The purpose of this paper is to examine the experiences of the USA and other nations with developed veterinary infrastructure and identify the critical factors that led the evolution of the US foot-and-mouth disease (FMD) response strategy.
A thorough literature review was conducted, including official reports of US FMD outbreaks and peer-reviewed articles on outbreaks in previously FMD-free countries. Textual analysis was conducted on past and current publicly available US FMD response plans, identifying the use of the term “vaccination” or “emergency vaccination” indicating the potential use of these strategies.
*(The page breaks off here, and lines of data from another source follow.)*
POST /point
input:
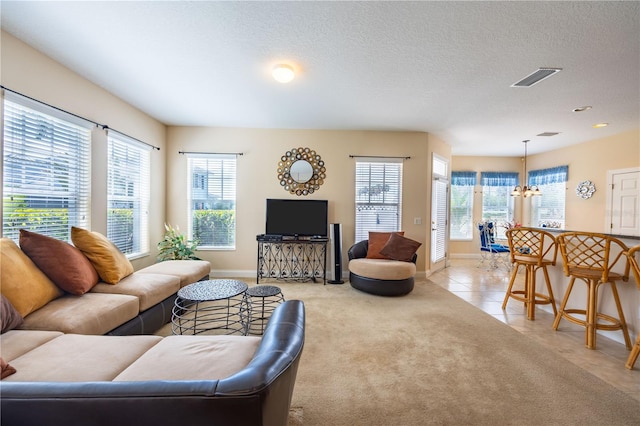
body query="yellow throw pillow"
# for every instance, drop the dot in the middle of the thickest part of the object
(26, 286)
(111, 264)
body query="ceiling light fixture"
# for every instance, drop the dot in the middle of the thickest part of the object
(283, 73)
(525, 191)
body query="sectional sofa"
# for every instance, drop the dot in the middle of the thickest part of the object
(77, 347)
The USA has shifted from a strategy of exclusively stamping-out to a response strategy that would consider emergency vaccination, including vaccinate to slaughter and vaccinate to live, in any FMD outbreak. The factors that led to this shift in policy include economic factors, the emergence of new vaccine technologies, the changed landscape of the US livestock industry, and the experiences of other typically FMD-free countries.
An outbreak in the USA is likely to rapidly outpace the current capacity for stamping-out. Experience from other FMD outbreaks, and lack of publicly available literature from the USA, indicates that it is critically important that further consideration, sufficient attention, and stakeholder deliberation need to occur to ensure vaccination strategies (to live and to slaughter) are implementable in an outbreak.